Screen Australia Hit By New Round of Budget Cuts

Australia’s federal government is to cut nearly A$1 million ($750,000) per year from the budget of Screen Australia for the next four years.

The organization said that it will likely have to make cuts to the funding programs it operates, supporting development, production and enterprise development.

The federal government said Tuesday that it will require cuts of A$910,000 per year (US$683,000), adding up to A$3.6 million over the four-year span. These cuts are in addition to major cuts of A$38 million (US$28.5 million) made last year.

The Tuesday cuts were part of a reallocation that sees more than A$100 million moved from the Australia Council to the Ministry for Arts in order to set up a national excellence program. It is also intended that the cultural sector attract more private-sector funding support.

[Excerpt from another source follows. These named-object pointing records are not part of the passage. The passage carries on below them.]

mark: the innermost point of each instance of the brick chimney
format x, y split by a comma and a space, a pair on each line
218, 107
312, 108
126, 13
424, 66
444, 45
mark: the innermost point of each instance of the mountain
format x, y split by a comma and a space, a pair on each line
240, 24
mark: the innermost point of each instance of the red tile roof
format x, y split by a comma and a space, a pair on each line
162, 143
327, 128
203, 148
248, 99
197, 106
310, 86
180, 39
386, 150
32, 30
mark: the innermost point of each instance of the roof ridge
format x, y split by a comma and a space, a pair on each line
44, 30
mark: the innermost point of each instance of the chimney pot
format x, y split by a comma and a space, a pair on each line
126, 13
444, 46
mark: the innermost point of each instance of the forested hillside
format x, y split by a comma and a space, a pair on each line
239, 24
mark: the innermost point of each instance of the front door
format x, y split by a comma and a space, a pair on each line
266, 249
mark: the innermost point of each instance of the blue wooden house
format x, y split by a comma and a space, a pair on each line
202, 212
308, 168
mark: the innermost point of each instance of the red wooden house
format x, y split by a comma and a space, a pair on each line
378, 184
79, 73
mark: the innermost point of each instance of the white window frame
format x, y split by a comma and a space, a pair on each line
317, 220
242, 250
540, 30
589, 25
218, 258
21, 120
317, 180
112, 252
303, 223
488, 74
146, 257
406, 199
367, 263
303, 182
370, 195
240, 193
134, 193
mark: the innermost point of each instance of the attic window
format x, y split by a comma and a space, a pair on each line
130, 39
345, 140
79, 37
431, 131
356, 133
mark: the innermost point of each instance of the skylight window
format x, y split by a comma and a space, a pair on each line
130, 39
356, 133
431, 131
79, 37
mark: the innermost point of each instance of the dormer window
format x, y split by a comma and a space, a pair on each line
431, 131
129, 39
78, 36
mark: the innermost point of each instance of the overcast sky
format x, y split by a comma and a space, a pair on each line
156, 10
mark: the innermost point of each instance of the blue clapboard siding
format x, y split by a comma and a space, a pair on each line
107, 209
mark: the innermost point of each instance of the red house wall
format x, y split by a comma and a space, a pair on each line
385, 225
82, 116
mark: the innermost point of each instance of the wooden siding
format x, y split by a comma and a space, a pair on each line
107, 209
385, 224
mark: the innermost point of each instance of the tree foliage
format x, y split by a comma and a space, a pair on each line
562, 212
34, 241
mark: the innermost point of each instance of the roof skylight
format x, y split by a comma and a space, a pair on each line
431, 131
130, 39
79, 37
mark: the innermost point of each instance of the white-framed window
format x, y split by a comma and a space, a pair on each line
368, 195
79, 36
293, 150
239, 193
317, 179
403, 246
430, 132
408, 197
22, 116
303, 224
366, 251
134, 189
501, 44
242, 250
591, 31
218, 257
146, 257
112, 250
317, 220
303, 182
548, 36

“Since its formation from three entities in 2008, Screen Australia has reduced its operating costs by 44%. While the agency will continue to contain operating costs, the budget reduction will be apportioned across our funding programs,” Screen Australia said in a statement.

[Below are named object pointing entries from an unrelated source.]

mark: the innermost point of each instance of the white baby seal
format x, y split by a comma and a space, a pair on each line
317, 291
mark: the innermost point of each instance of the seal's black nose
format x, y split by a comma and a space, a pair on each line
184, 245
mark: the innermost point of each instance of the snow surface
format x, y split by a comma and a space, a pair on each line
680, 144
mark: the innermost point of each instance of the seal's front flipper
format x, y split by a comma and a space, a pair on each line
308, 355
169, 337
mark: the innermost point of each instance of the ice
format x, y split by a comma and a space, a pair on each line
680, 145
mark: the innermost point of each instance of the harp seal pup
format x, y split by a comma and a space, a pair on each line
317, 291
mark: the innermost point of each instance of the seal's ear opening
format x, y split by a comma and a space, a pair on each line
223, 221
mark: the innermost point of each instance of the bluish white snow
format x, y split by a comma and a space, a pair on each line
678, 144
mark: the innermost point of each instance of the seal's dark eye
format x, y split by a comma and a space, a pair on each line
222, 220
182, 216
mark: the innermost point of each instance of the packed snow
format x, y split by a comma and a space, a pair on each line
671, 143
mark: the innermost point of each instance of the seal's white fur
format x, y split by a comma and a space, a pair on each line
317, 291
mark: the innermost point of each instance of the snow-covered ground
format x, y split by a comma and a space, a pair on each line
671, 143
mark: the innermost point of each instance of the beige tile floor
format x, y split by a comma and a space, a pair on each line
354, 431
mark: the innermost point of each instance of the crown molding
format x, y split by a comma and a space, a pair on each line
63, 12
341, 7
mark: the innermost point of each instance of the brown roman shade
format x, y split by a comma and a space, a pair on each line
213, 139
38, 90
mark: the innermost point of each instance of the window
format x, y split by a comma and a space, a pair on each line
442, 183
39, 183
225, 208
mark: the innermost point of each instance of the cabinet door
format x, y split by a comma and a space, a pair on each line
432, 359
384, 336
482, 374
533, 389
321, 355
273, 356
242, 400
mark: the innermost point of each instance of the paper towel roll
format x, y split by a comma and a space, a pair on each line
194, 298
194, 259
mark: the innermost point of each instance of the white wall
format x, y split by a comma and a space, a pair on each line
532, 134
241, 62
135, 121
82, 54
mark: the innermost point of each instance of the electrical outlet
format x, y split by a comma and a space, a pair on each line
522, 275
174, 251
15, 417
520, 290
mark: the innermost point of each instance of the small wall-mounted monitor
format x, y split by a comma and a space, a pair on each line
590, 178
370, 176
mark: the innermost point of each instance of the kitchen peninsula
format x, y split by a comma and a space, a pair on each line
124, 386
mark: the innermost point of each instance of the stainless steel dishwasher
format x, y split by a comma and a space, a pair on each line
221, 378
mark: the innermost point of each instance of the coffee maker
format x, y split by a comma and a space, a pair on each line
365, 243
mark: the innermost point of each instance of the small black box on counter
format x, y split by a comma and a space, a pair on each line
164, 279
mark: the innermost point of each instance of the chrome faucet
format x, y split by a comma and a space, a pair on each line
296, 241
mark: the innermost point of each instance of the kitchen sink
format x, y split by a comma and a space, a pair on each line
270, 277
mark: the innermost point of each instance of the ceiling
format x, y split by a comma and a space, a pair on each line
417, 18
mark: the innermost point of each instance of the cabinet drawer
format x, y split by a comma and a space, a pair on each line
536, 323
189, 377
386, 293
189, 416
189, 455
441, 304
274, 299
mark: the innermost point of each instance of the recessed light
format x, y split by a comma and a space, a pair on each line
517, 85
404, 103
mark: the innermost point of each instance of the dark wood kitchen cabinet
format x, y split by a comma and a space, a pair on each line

Industry organizations were more emphatic. Matthew Deaner, CEO of Screen Producers Australia, called them “disproportionate,” and said that the federal government must compensate by increasing the producer offset programs for television production.

In an interview with Variety prior to Tuesday’s announcement, Screen Australia CEO Graeme Mason said that the impact of the previous round of cuts had mostly been felt within the organization, rather than in what it funds.

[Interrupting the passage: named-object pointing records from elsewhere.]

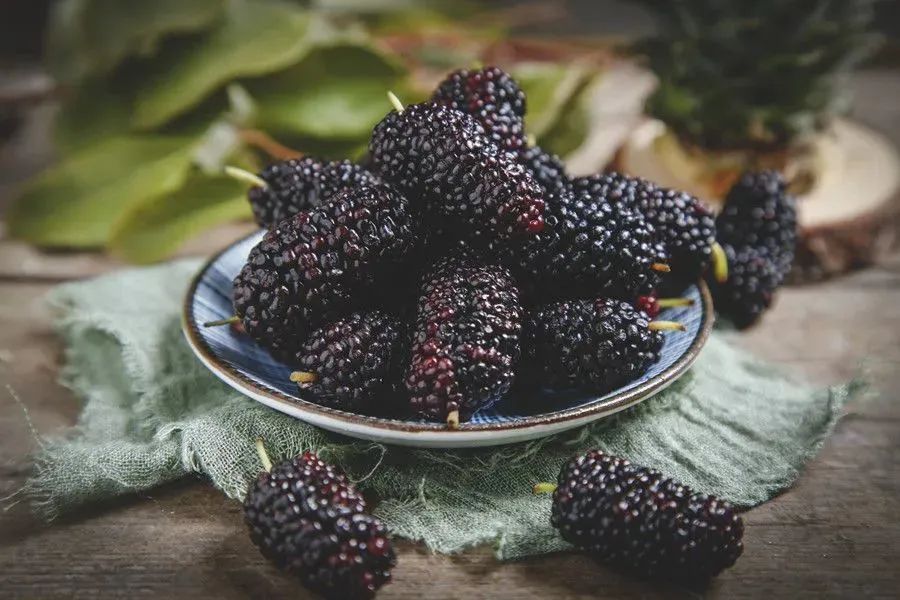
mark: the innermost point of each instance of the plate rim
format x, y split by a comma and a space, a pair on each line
379, 427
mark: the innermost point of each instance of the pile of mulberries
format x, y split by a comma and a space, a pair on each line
463, 260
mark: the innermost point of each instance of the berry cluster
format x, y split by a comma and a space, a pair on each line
463, 260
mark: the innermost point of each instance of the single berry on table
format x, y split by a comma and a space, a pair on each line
466, 340
638, 519
309, 520
753, 279
761, 214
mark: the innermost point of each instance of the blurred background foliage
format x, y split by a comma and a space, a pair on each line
158, 95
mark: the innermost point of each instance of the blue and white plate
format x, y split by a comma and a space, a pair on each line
241, 363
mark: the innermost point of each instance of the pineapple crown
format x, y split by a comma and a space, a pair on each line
754, 75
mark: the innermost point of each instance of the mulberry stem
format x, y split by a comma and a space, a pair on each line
246, 177
395, 101
666, 326
218, 323
303, 377
263, 455
673, 302
720, 263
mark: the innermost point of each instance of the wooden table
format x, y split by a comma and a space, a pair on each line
834, 534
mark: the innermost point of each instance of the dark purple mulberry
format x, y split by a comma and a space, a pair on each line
593, 344
310, 521
311, 268
353, 363
684, 225
466, 341
438, 155
493, 97
302, 184
636, 518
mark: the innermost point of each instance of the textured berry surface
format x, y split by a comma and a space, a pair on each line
684, 226
637, 518
753, 278
309, 520
589, 246
312, 267
302, 184
355, 360
440, 155
547, 169
594, 344
493, 98
759, 213
466, 341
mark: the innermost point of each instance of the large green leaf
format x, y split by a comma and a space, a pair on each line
254, 38
157, 228
75, 203
336, 92
88, 37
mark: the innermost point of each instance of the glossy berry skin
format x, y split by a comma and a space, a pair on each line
310, 521
597, 344
466, 341
313, 267
648, 304
547, 169
493, 98
684, 226
355, 360
441, 156
636, 518
759, 213
753, 279
302, 184
589, 246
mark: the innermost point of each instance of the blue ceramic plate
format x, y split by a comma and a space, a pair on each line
241, 363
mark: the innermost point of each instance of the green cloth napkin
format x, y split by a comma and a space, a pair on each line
733, 426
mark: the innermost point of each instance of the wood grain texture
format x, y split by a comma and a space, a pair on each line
835, 534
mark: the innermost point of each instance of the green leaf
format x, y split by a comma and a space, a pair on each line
158, 227
75, 203
336, 92
550, 88
88, 37
253, 39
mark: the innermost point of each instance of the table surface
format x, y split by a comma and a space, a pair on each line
835, 533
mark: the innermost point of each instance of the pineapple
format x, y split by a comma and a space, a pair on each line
749, 84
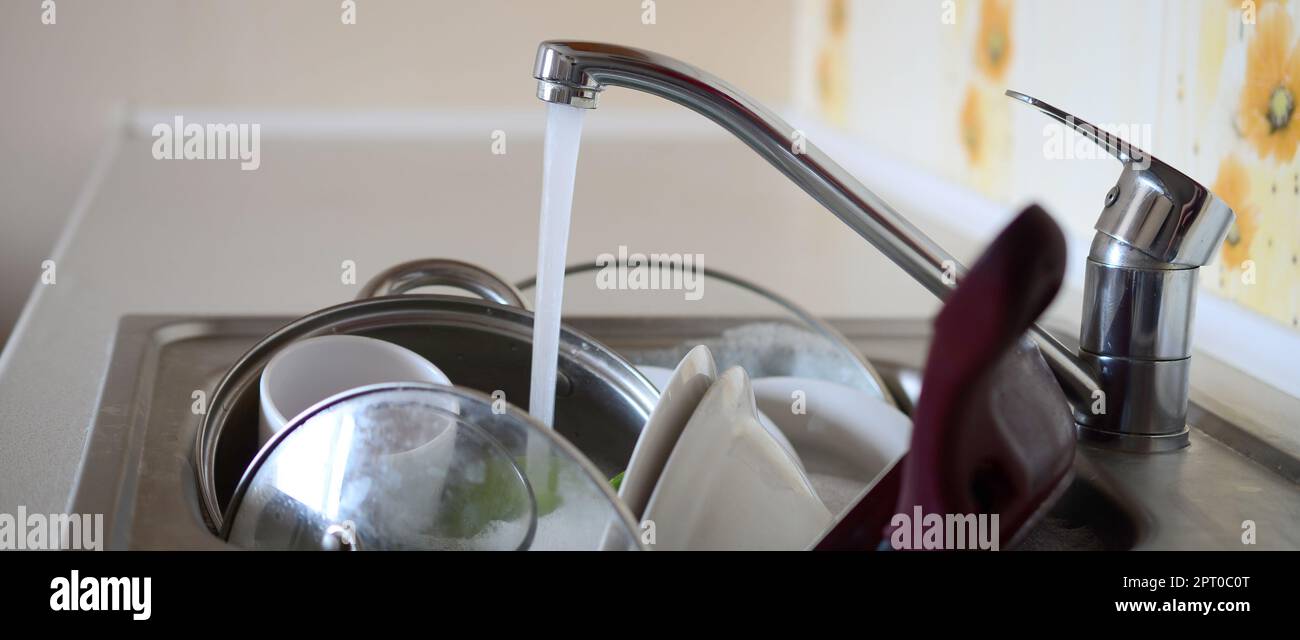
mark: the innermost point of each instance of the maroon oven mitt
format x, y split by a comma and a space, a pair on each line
992, 432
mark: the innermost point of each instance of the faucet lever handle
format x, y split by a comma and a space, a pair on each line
1153, 207
1113, 145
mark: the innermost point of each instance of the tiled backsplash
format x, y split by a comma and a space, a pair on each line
1208, 86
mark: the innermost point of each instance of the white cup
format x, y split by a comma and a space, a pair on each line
312, 370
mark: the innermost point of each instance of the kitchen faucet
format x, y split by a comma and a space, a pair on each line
1129, 384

“Screen Australia had a 10% budget cut. We absorbed as much as we could by taking it out of overheads. We did reduce some funding into development. There’s no point developing stuff that is not going to get funded. There was a slight reduction in factual. We are pretty much continuing onscreen,” Mason said in late April.

“This further cut of almost A$1 million per year is both significant and major. Screen Australia’s investment in feature film, drama and documentaries is critical to supporting the small businesses in our sector and the content they create for Australian and global audiences. These cuts are likely to come out of project investment following the existing operational efficiencies that have been implemented. As a result there will certainly be less investment in diversity,” Deaner said.